One of the two Minneapolis police officers involved in the shooting death of Justine Damond (who was also known by her birth name, Justine Ruszczyk) told investigators in an interview last week that he was startled by a “loud sound” near the squad car just before the fatal shooting.
According to CNN, immediately after that sound was made, Damond came up to the driver’s side window of the squad car and was ultimately shot and killed by Police Officer Mohamed Noor, investigators noted.
A recently unveiled search warrant describes the sound as a “slap.”
The report indicates that a woman, presumed to be the victim, was killed after she slapped the back of the police car, according to the search warrant obtained by local news sources.
“Upon police arrival, a female ‘slaps’ the back of the patrol squad,” the search warrant states, according to Minneapolis Public Radio, CNN notes. “After that, it is unknown to BCA [Minnesota Bureau of Criminal Apprehension] agents what exactly happened, but the female became deceased in the alley.”
It’s interesting how the finer details of what exactly happened are still not available, but I am sure they will come to light soon enough.
Damond, a yoga and meditation teacher originally from Australia, was shot on July 15 after calling 911 to report a possible assault in an alley behind the home she shared with her fiance, whose last name she used, though the two had not yet married.
The community instantly rallied around Damond’s family and loved ones, including her American fiance.
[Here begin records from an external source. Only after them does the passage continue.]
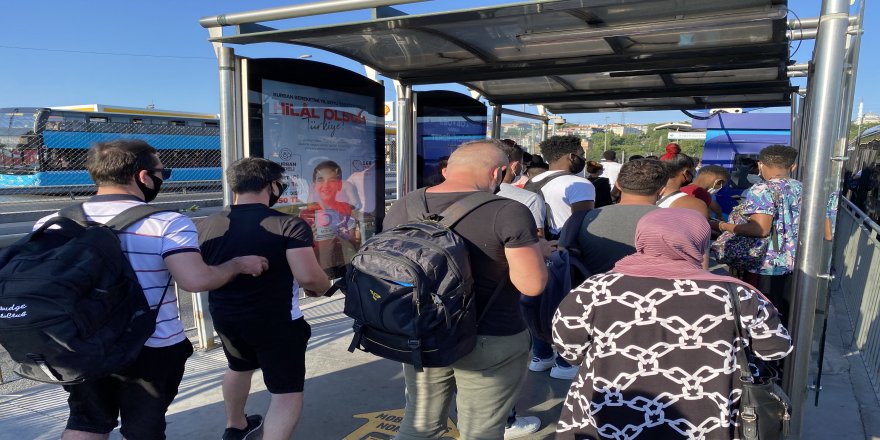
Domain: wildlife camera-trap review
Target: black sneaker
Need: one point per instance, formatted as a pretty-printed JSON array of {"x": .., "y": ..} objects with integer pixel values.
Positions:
[{"x": 255, "y": 422}]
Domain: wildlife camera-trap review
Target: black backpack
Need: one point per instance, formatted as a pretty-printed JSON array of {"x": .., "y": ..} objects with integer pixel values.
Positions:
[
  {"x": 410, "y": 291},
  {"x": 71, "y": 307},
  {"x": 565, "y": 270},
  {"x": 537, "y": 187}
]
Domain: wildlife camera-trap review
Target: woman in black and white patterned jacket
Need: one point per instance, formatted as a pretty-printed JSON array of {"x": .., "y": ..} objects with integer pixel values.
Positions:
[{"x": 655, "y": 340}]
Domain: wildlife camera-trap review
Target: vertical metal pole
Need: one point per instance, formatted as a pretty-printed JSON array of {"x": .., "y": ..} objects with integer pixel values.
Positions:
[
  {"x": 226, "y": 58},
  {"x": 824, "y": 101},
  {"x": 496, "y": 121},
  {"x": 406, "y": 148}
]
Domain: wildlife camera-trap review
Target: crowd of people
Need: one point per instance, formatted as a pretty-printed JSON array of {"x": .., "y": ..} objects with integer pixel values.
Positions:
[{"x": 648, "y": 341}]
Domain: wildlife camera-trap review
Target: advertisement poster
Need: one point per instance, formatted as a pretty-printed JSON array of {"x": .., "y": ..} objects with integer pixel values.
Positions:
[{"x": 326, "y": 141}]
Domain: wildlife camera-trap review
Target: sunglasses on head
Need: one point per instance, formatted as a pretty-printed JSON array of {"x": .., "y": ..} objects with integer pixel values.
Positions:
[{"x": 165, "y": 173}]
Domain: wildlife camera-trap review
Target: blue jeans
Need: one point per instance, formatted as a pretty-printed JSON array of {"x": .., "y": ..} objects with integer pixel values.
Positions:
[{"x": 543, "y": 350}]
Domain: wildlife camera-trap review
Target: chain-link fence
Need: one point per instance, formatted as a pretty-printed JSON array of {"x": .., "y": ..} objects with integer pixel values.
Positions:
[{"x": 43, "y": 155}]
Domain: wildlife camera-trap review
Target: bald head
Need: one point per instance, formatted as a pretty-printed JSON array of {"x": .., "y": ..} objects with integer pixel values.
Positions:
[
  {"x": 476, "y": 163},
  {"x": 479, "y": 156}
]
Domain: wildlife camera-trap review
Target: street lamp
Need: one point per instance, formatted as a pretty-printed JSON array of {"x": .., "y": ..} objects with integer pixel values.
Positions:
[{"x": 606, "y": 134}]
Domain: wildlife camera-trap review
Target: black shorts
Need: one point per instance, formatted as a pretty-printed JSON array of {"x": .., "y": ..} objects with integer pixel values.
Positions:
[
  {"x": 277, "y": 346},
  {"x": 139, "y": 395}
]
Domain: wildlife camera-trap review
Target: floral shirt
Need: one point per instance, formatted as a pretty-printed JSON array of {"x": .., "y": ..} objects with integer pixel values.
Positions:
[
  {"x": 831, "y": 209},
  {"x": 780, "y": 198}
]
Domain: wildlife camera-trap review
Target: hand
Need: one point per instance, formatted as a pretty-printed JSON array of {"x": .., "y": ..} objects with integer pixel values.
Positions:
[
  {"x": 311, "y": 293},
  {"x": 251, "y": 265}
]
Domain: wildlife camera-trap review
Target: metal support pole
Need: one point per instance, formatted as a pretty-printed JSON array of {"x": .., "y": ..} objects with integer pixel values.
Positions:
[
  {"x": 226, "y": 58},
  {"x": 496, "y": 121},
  {"x": 406, "y": 148},
  {"x": 825, "y": 100}
]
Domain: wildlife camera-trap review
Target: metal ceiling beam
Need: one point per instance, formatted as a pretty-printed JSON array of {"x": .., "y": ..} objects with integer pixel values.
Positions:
[
  {"x": 769, "y": 55},
  {"x": 762, "y": 103},
  {"x": 296, "y": 11},
  {"x": 655, "y": 92}
]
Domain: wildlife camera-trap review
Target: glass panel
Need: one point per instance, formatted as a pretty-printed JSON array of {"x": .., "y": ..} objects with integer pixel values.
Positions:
[
  {"x": 723, "y": 76},
  {"x": 14, "y": 122}
]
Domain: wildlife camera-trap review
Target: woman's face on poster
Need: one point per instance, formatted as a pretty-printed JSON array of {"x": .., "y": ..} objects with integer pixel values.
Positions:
[{"x": 327, "y": 184}]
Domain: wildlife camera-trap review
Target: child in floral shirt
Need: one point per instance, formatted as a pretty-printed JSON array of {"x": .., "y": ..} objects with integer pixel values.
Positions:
[{"x": 773, "y": 209}]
Noor, the officer who fired the fatal shots, was almost immediately identified following the shooting. Attorney Robert Bennett—who worked with the family of Philando Castile after the legal gun owner was fatally shot by now former St. Anthony, Minn., Police Officer Jeronimo Yanez—called Damond the “most innocent victim” of a police shooting he has ever seen.
Whatever happened to Damond, several questions remain, including how the unarmed instructor wound up dead less than 30 minutes after the police squad car arrived in response to her call. The officers’ body cameras were not turned on and the shooting was not captured on the squad car camera.
In the meantime, perhaps the citizens of Minnesota had the right idea when someone recently put up two illegal street signs that read, “Warning: Twin Cities Police Easily Startled.”